English actor (1922–1986)

Ronald Baddiley (31 August 1922 – 29 November 1986) was an English actor. He was best known for his roles in the early days of the long-running British radio drama The Archers, and as Under-Secretary, Sir Gregory Pitkin, CBE in the BBC comedy The Men from the Ministry.

Baddiley was born on 31 August 1922, in Doncaster in Yorkshire, England, UK.
In December 1950 he married Noreen Richards – she later performed alongside him in several episodes of radio serial The Archers.

==Career==
Baddiley voiced the character of Percy Hood in BBC radio drama The Archers and first appeared on television in April 1956 playing the orchestra conductor in the TV short The Cobbler's Belle. In the same year he played Mr. Hepton in dramatist David Turner's Fresh as Paint and the policeman in One Fight More by David Campton and Stephen Joseph.
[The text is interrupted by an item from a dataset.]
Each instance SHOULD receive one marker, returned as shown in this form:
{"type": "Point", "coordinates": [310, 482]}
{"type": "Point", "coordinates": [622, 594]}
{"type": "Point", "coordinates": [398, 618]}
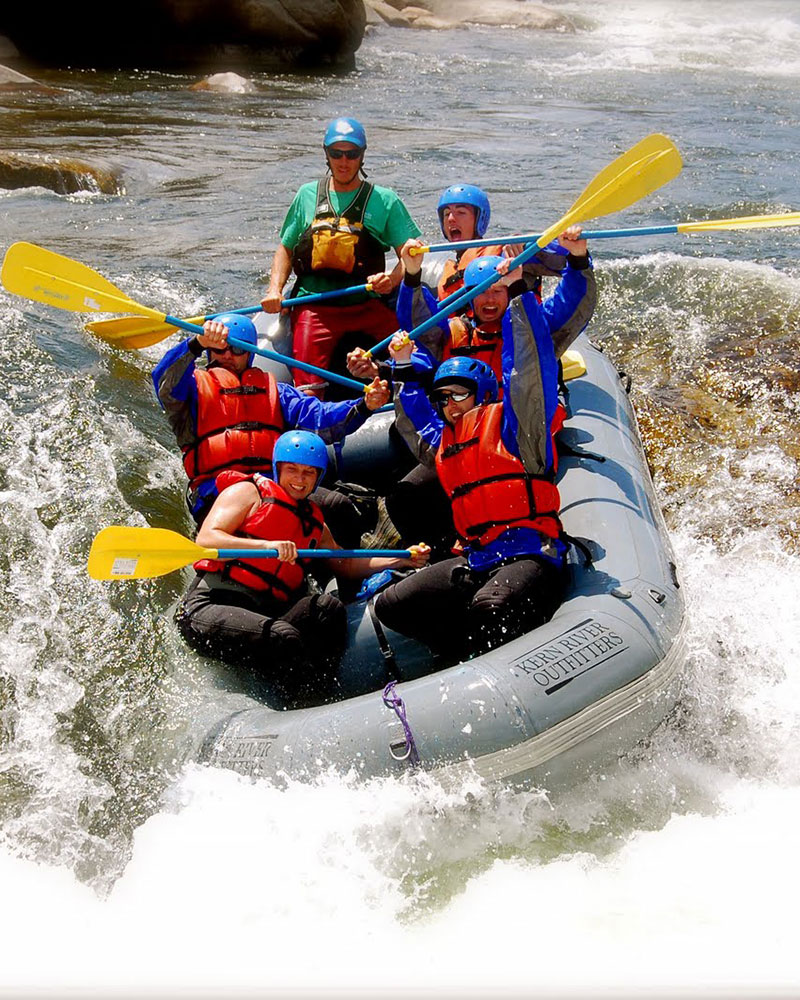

The following year he played PC Sanders in 4 episodes of The Other Man, and in 1958 Baddiley appeared in two BBC radio productions of Shakespeare, playing the parts of an outlaw and Panthino in the comedy The Two Gentlemen of Verona, and Abram in the tragedy Romeo and Juliet.

Baddiley performed alongside Arthur Lowe in the BBC Radio Third Programme production of Billy's Last Stand, the first play written by English author Barry Hines.

He featured in two BBC Radio 2 programmes on the same day in March 1968, appearing first in The Men from the Ministry and later alongside Clive Dunn, Deryck Guyler, Joan Sanderson, and Patricia Hayes in the Esmonde and Larbey comedy You're Only Old Once.

In 1970, Baddiley appeared as Freddie Daring in the satirical film The Rise and Rise of Michael Rimmer, and as himself in A Career in Shipbuilding (1975), directed by John Reeve and written by Ronald Dunkley.

Baddiley was railway inspector Mr Bun in the early 1970s series Parsley Sidings, which reunited him with Arthur Lowe, who played the stationmaster Horace Hepplewhite.

In January 1980, Baddiley was Bird One in Fit the Tenth of the second series of The Hitchhiker's Guide to the Galaxy. Later that year he played Cervantes in a two-part BBC radio adaptation of Don Quixote.

In 1981, Baddiley voiced the (uncredited) role of the British news reel commentator in five episodes of the TV series Private Schulz and the following year appeared as Lt Col Walter Anderson in the ITV Granada series Crown Court.

In 1983, Baddiley played Montague in the BBC Radio 3 production of Romeo and Juliet.

===The Archers===
Baddiley first appeared in The Archers on 12 December 1953 playing the part of the Squire; his final appearance on the programme was on 4 April 1966 in the role of Harvey Grenville. In between, he played other parts in the series, including that of Percy Hood in 1956.

==Death==
Baddiley died suddenly on 29 November 1986; his funeral service and cremation were held five days later at Breakspear Crematorium, Ruislip, west London on Thursday 4 December.